1. It takes time to accumulate wealth;

2. The rate of return is very important;

3. The power of compound interest is terrible;

assuming that the compound interest rate of return after financial allocation is 8%, according to the 72 rule, 72/8=9, the assets will double in about 9 years, and it is a very long process to persist in 9 years, which requires us to have enough willpower. Of course, if the compound interest rate is raised to 15%, and according to the 72 rule, 72/15=4.8, then we only need about 5 years to double our assets and shorten the time by half. If we have 1W investment funds and the annual rate of return is 15%, we will get about 66W after 3 years of investment.

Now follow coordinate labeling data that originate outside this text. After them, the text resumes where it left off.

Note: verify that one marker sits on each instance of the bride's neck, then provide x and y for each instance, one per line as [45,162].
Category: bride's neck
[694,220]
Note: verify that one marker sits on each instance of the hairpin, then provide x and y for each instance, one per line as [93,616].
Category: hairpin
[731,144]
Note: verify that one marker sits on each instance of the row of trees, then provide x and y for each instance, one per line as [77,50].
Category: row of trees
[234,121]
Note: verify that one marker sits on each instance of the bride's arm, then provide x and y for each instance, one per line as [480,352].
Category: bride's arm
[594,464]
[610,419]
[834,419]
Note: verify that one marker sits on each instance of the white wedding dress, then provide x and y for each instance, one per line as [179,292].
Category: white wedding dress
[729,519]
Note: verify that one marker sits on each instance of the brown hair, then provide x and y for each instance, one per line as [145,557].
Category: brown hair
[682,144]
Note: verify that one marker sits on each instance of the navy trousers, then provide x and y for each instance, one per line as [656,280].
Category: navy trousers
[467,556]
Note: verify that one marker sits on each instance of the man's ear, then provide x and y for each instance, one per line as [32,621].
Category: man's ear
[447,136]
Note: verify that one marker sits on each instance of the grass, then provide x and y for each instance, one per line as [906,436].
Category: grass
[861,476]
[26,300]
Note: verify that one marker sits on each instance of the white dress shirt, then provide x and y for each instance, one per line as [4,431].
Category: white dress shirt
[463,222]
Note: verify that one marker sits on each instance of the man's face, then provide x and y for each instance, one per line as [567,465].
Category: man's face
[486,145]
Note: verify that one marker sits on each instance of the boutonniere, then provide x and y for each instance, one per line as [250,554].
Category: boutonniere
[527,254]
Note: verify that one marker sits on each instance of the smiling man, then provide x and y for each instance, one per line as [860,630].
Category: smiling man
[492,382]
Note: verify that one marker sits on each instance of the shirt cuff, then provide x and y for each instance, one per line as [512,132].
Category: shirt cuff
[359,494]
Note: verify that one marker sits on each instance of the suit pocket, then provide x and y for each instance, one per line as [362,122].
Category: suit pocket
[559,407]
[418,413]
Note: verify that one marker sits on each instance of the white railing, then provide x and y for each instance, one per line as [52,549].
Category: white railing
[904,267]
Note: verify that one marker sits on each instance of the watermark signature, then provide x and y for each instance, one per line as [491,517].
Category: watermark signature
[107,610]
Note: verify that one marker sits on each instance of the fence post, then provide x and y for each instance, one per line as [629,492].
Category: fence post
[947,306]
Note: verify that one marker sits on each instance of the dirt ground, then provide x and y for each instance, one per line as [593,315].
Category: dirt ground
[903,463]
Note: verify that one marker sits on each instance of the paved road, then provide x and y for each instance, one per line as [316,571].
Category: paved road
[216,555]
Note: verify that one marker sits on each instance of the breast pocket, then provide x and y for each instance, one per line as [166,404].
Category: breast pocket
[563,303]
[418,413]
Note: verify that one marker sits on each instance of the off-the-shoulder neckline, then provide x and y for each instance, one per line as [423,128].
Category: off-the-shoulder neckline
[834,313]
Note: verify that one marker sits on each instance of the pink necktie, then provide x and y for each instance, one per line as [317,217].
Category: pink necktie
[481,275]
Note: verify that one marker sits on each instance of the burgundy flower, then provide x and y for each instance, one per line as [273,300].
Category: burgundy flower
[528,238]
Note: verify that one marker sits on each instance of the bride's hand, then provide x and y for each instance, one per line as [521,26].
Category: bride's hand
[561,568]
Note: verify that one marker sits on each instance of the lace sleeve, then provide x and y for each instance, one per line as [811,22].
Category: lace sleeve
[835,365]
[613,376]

Isn't it terrible?

IV. Eight Financial Planning

Financial planning contains many contents, and it is divided into eight modules:

1. Cash planning: mainly planning our present and future cash needs to ensure that we have an appropriate amount of cash in hand;

2. Planning of consumption expenditure: planning of consumption level and structure, and consumption expenditure such as buying a house, a car and personal credit;

3. Education planning: children's education;

4. Risk management and insurance planning: money to prevent accidents, whether it is insurance or other means, needs to be prepared;

5. Tax planning: planning and arranging business, investment and wealth management activities in advance, and avoiding taxes reasonably;

6, investment planning: according to their own situation, configure the appropriate wealth management product portfolio, so that our Qian Shengqian;

7. retirement planning: to ensure that the elderly can live a life of "a sense of security, a sense of security and happiness";

5. Other common sense of financial management:

Rule p>28: We should focus mainly (8%) on a few high-return activities

Rule 35: The amount of repayment of loan principal and interest every month should not exceed 35% of income at most

Rule 1: The best ratio of risky products to deposits is (1-age.

For example, if you are 35 years old, you should invest 65% in high-risk products, and the other 35% can be invested in low-risk products such as Yu 'ebao, bank savings and national debt.

Immunization strategy: Immunization strategy is generally used to refer to bond investment, which can be applied to family risk prevention. Buy term life insurance and medical insurance for the main source of wealth in the family, and then consider children and others.